The disadvantage you have, though, is that I saw [the victim] limp across
this courtroom. I saw her visibly
shaken by her recounting the events that took place. I listened to her testimony, listened to
the testimony of [a witness], and listened to the testimony of the other
witnesses who described in vivid detail the events of that
afternoon.
I’ve
reviewed the letter where it says that she has already undergone 17 surgeries
over a three-year period and is expected to require more surgeries. She says that she is in constant pain in
the left foot and ankle.
So
the reason my sentence is going to be more severe than the sentence Judge Grant
issued you is because of my observations of those details, not because you stood
on your right to have a jury trial.
I believe that you are sad about the injuries that you inflicted on [the
victim].
[¶14] The appellant cannot prove plain
error in the sentencing proceedings because he cannot prove that the district
court violated any clear rule of law.
CONCLUSION
[¶15] The victim impact evidence
presented during the guilt phase of the trial in this case was relevant because
it tended to prove an element of one of the charged crimes.

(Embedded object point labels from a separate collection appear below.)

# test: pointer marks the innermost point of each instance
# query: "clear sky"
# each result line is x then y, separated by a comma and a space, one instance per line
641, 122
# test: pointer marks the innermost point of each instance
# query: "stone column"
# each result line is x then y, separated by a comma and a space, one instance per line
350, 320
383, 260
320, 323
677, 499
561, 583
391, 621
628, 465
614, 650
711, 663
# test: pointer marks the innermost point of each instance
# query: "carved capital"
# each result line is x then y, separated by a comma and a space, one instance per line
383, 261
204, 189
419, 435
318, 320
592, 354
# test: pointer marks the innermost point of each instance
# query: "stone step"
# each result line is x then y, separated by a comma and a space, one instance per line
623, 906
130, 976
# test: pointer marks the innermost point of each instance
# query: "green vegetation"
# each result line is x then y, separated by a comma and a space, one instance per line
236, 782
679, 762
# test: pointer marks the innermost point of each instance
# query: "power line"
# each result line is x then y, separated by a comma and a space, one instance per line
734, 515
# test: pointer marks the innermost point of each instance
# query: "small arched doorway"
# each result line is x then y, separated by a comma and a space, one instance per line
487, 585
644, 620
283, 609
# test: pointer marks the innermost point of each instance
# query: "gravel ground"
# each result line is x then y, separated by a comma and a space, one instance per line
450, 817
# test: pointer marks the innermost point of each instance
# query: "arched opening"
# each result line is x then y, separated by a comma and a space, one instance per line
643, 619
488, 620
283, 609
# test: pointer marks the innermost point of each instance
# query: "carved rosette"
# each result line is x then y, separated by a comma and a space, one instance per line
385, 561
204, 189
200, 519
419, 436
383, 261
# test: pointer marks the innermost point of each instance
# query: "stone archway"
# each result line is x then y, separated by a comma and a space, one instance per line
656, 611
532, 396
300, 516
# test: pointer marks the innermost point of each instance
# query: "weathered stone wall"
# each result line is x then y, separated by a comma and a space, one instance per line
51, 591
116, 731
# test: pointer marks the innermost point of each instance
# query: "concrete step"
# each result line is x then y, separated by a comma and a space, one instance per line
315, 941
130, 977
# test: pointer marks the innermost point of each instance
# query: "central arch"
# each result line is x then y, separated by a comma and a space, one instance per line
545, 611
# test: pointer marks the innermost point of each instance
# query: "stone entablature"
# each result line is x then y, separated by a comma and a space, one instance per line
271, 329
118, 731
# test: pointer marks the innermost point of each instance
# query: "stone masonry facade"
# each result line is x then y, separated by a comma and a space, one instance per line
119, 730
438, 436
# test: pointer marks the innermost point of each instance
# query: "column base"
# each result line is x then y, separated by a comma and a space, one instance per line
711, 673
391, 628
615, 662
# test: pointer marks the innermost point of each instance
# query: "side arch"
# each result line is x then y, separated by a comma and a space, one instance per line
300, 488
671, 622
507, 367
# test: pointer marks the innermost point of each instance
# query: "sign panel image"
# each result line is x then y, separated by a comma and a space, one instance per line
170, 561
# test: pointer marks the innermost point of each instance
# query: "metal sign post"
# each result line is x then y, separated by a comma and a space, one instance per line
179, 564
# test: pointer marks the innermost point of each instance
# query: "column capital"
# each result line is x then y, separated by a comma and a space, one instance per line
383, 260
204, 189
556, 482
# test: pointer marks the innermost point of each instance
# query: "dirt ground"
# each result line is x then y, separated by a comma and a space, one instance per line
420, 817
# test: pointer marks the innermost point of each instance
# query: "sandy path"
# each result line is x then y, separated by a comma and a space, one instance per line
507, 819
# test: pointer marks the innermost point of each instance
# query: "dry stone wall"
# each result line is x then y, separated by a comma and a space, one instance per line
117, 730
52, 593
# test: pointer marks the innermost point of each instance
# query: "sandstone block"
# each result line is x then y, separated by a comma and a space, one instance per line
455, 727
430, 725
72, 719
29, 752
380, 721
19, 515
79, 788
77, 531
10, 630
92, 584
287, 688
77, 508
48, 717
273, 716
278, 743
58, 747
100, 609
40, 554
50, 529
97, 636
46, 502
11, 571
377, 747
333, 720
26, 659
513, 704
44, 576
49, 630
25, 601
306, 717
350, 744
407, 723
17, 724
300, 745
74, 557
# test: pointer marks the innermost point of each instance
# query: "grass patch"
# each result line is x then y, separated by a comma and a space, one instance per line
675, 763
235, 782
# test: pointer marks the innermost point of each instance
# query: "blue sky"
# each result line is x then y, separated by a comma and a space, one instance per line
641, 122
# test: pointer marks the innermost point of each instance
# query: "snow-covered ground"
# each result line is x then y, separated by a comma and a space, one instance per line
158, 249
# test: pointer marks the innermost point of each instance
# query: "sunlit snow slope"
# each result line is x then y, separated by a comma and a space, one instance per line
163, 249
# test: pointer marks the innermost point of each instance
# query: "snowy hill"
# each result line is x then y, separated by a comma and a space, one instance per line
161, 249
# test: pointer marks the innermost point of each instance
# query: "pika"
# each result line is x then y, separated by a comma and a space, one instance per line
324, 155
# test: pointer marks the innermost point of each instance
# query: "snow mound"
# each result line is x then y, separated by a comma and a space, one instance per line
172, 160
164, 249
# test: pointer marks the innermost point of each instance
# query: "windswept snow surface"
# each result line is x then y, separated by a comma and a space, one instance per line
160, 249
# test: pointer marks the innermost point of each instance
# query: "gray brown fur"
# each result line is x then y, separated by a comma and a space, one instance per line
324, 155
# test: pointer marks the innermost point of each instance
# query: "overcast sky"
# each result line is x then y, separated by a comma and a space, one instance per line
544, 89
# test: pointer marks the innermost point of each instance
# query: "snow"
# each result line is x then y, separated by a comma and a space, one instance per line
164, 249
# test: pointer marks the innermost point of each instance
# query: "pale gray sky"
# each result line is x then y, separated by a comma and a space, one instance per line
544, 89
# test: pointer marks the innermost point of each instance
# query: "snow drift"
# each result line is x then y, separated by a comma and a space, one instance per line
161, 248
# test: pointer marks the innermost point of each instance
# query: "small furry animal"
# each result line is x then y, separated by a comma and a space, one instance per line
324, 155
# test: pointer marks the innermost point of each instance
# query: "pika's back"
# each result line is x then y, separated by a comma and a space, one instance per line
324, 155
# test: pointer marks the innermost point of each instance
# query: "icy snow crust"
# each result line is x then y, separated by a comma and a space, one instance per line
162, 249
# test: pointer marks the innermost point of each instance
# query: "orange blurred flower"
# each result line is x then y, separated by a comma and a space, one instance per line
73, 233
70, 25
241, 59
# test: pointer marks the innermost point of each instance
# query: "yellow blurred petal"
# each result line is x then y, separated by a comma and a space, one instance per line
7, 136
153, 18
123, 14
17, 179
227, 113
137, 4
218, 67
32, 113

The record reflects that the district
court considered the PSI, as required by W.R.Cr.P. 32(a). Therefore, we
affirm.
FOOTNOTES
1We
are not inclined to further invade the victim’s right to medical confidentiality
by detailing those injuries, which principally involved her face, head, and
legs. The specific details of her
injuries are not necessary for our legal analysis.
2Wyo. Stat. Ann. §§ 6-2-101(a) and 6-1-301(a) (LexisNexis 2009).